Джулия так размечталась, что не услышала шума мотора, и увидела черный, длинный, блестящий автомобиль лишь в ту минуту, когда он затормозил у калитки. Из автомобиля вышла восемнадцатилетняя Заира – дочь дедушкиной соседки. Она улыбнулась, помахала рукой мужчине, сидящему за рулем, и машина укатила.
Покачиваясь на высоченных каблуках, Заира двинулась навстречу притаившейся в зарослях Джулии, и ее высокая полная грудь колыхалась в такт шагам. Видная, с пышными формами, Заира вызывала у Джулии не меньший восторг, чем автомобили. Она любовалась ее плавной походкой, тонкими каблуками-шпильками, которые, казалось, вот-вот переломятся, блестящими черными волосами, закрывающими плечи, но главное, пышным богатством ее груди. Невольно Джулия провела рукой по своей, еще детской, груди и подумала, что, может быть, когда-нибудь тоже станет такой же красавицей.
Заира шла вдоль самого забора, помахивая сумочкой из соломки, и зацепилась ею за колючую ветку. Остановившись, она увидела Джулию.
– Привет, – с удивлением в голосе сказала она, – что это ты здесь делаешь?
По лбу у нее стекали маленькие блестящие капельки пота, и на Джулию пахнуло резким запахом мускуса.

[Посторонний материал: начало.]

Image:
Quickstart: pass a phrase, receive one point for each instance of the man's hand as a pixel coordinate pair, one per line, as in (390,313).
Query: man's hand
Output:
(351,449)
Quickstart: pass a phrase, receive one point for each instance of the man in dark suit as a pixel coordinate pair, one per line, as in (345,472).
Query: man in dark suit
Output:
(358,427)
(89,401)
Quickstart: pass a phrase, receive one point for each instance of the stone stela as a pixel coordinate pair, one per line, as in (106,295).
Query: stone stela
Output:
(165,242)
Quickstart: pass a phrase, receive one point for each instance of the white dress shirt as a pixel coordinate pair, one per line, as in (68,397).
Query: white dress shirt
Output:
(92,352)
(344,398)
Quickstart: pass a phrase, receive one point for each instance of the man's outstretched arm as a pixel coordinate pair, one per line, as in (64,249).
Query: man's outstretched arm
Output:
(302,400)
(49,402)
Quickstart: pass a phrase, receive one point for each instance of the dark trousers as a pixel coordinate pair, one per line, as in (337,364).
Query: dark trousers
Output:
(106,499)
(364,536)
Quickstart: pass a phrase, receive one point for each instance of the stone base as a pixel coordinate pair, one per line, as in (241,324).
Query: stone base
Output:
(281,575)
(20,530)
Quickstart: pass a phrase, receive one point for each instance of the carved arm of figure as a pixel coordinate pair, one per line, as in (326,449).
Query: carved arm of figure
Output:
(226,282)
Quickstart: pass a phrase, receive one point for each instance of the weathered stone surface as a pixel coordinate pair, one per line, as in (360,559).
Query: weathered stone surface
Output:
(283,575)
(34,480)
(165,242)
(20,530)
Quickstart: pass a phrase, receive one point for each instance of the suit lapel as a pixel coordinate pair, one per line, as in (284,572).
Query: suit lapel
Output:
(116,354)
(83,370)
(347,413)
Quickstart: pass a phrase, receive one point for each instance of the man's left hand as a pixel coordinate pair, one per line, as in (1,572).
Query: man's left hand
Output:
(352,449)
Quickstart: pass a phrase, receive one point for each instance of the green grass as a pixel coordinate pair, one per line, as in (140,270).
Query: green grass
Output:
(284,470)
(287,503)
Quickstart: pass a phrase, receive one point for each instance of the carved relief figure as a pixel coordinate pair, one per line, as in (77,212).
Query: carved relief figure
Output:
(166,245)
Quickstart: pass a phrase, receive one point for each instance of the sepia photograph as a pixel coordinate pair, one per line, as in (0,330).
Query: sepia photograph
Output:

– Смотрю, – невинно ответила Джулия и вышла из своего укрытия.
– А на что тут смотреть? – искренне удивилась Заира, у которой, безусловно, были уже другие интересы, чем у десятилетней Джулии.
– Все равно делать нечего, – со вздохом ответила Джулия и посмотрела на мокрые языки, спускающиеся по платью Заиры из-под мышек к талии.
На ее платье никогда не бывало таких пятен, потому что она не потела. Даже в такую жару.
– Хочешь, пойдем ко мне, – предложила Заира.
Она открыла дверь, и Джулия очутилась в огромной, не меньше дедушкиной, кухне с темно-красным полом из обожженной плитки и почерневшими от времени потолочными балками. Вдоль одной стены на веревке сушилось женское белье, другая была увешана фотографиями певцов и артистов. Джулия одного узнала, это был Гарри Белафонте.